We define the intensity error $e_I$ as in:

$$ e_I = I^{*}(x) - I(W(x,p))$$

Where $x$ are 2d positions on the image plane and $W(x,p)$ is the warping function that warps pixels from the image $I$ to the template $I*$.

The warp depends on the camera parameters, the depth at $x$ and the relative pose. As we are using calibrated RGBD cameras, all parameters are given a part from the relative pose which is what we are trying to find. The warping function is defined as follows:

$$ W(x,p) = \pi(g(\pi^{-1}(x),p))$$

Where g(x,p) is an SE3 transformation consisting of a rotation and translation of a rigid body.

Since the image and the warp are non linear functions we want to linearize the error and solve for a small increment in parameters $\Delta p$. We can express the update to the warp in a "compositional" way: 

$$  e_I \approx I^{*}(x) - I(W(W(x,\Delta p),p)) $$

After solving the problem for $\Delta p$ we can update the warp as:

$$ W(x,p_1) = W(W(x,\Delta p),p_0) $$

$$ W(x,p_1) = \pi(g(g(\pi^{-1}(x),\Delta p),p_0)) $$

$$ g(x,p_1) = g(g(x,\Delta p), p_0) $$

$$ W(x,p_1) = \pi(g(\pi^{-1}(x),p_1)) $$

Where $g(x,p_1)$ is two concatenated SE3 transformations.

For solving the problem we linearize it around p:

$$  e_I \approx I^{*}(x) - I(W(x,p)) - \nabla I \frac{\delta W}{\delta p} \Delta p$$

$$  e_I \approx I^{*}(x) - I(W(x,p)) - \nabla I \nabla \pi \frac{\delta g}{\delta p} \Delta p$$




As $g(x,p)$ is a SE3 transformation its derivative is not trivial.

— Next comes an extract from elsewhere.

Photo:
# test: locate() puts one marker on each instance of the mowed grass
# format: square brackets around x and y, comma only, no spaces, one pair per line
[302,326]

However, since we are only interested in an small increment around $p$ we can formulate it as an increment in the lie algebra:

$$ g = e^{\hat{\Delta p}} \boxplus g(x,p)$$

Where $e$ is the matrix exponential, $\hat{\Delta p}$ is the skew symmetric matrix of $\Delta p$ and $\boxplus$ is the group operator of SE3. We can compute the jacobian of the expression following "A tutorial on SE(3) transformation parameterizations and
on-manifold optimization" appendix A.2 "Applications to Computer Vision".

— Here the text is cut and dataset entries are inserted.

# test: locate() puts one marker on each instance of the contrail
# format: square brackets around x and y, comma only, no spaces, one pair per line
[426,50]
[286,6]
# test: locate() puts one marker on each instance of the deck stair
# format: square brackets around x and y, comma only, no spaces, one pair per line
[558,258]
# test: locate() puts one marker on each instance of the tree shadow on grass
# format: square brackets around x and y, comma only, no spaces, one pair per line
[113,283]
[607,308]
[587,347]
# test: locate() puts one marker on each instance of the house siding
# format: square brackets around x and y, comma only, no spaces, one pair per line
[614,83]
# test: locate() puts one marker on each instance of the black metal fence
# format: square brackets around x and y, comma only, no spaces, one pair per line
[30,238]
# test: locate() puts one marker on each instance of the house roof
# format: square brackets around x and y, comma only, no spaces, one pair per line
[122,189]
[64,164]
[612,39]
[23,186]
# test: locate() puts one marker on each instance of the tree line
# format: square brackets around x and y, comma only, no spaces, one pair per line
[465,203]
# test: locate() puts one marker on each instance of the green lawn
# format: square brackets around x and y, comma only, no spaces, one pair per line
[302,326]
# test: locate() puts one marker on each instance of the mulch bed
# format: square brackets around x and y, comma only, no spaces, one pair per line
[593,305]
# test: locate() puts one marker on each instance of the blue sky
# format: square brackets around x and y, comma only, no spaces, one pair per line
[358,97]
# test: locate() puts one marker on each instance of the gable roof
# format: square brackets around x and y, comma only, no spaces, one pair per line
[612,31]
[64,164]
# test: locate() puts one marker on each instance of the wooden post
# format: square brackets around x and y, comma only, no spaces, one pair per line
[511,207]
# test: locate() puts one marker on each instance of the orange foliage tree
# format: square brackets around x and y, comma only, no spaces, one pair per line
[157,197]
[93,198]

#TODO use matrix formulation, include weights

We can summarize to:

$$  e_I \approx r + J\Delta p $$

Since we are interested in the minimum of $e_I^2$ we set its derivative to 0 and solve for $\Delta p$:

$$ \frac{\delta e_I}{\delta p} = 2J^Tr + 2J^TJ \Delta p = 0$$

$$ \Delta p = - \frac{J^Tr}{J^TJ}


Since we are in rgbd setting we can impose an additional constraint on the depth:

$$ e_Z = [h(Z^{*}(x),p)]_z - Z(W(x,p))$$

Where $h$ is the transformation from the pixel at $Z^{*}$ to the camera coordinate system of $Z$ and $[.]_z$ selects the z-component of the vector.

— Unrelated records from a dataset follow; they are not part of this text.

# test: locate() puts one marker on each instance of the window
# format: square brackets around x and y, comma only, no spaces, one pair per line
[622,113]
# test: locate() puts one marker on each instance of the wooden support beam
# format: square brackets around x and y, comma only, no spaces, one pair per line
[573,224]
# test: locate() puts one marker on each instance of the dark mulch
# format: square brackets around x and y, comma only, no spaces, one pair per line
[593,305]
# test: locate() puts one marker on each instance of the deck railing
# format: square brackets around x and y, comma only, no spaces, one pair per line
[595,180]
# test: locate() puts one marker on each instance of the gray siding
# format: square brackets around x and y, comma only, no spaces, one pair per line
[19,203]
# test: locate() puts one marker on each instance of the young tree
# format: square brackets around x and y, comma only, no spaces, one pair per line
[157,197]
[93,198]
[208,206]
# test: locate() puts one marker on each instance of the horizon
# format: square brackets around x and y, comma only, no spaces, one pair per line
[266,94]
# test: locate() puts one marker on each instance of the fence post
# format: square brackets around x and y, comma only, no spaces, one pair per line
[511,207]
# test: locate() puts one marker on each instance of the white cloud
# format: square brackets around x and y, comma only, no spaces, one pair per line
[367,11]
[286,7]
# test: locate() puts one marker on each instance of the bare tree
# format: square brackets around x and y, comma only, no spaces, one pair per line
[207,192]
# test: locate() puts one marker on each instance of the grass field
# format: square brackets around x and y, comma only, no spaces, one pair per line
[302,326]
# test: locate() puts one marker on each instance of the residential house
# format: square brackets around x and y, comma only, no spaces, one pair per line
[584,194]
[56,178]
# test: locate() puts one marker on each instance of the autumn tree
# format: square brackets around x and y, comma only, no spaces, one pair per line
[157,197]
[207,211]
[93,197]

$$ h = g(\pi^{-1}(x),p) $$

Where  $\pi()$ is the camera projection and g(x,p) is an SE3 transformation. Note how it is simply the warping function without the final reprojection part:

$$ W(x,p) = \pi(g(\pi^{-1}(x),p))$$


We can replace the projection to 3D as a constant:

$$\pi^{-1}(x) = X$$

And write the whole expression as:

$$ e_Z = [g(X),p]_Z - Z(\pi(g(X,p)))$$

Similarly to the intensity error we can express the depth error in terms of a small increment. However, in case of the depth we have the relative pose not only in the warping function but also in the transformation function $h$:

$$ e_Z = [g(g(X,\Delta p),p)]_z - Z(\pi(g(g(X,\Delta p),p)))$$


Similarly to the intensity part we can linearize the error around $p$ and solve for a small increment $\Delta p$:

$$ e_Z \approx e_Z(0) + \frac{\delta e_Z}{\delta p}\Delta p = [g(X),p]_Z - Z(\pi(g(X,p))) + ([\frac{\delta g}{\delta p}]_z - \nabla Z \nabla \pi \frac{\delta g}{\delta p})\Delta p$$


We can summarize to:

$$ e_Z \approx (r_z + ([J_T]_z + J_ZJ_{\pi}J_T ))\Delta p$$

With:

$$ r_Z = [g(X),p]_Z - Z(\pi(g(X,p)))$$

being the z-residual which consists of the difference between the depth $z^{*}$ at pixel $x$ transformed to the camera coordinate system of Z and the depth $z$ at the warped pixel $W(x,p)$.

$$ J_ZJ_TJ_{\pi} = \nabla Z \nabla \pi \frac{\delta g}{\delta p} $$

being the "warp jacobian" similar to the image warp jacobian for the intensity part multiplied by the depth map jacobian

$$ J_T = \frac{\delta g}{\delta p}$$ 
being the transformation jacobian.



We can summarize to:

$$ e_Z \approx (r_z + J_z) $$

and will reach similar normal equations as for e_I.
 

If we combine the intensity and depth constraints for each observation we get:

$$e_I + we_Z \approx r_Z + wr_I + ((J_IJ_{\pi}J_T)+w(J_ZJ_{\pi}J_T+[J_{T}]_z))\Delta p$$

Where w can be a weighting factor to balance the scales of the two errors.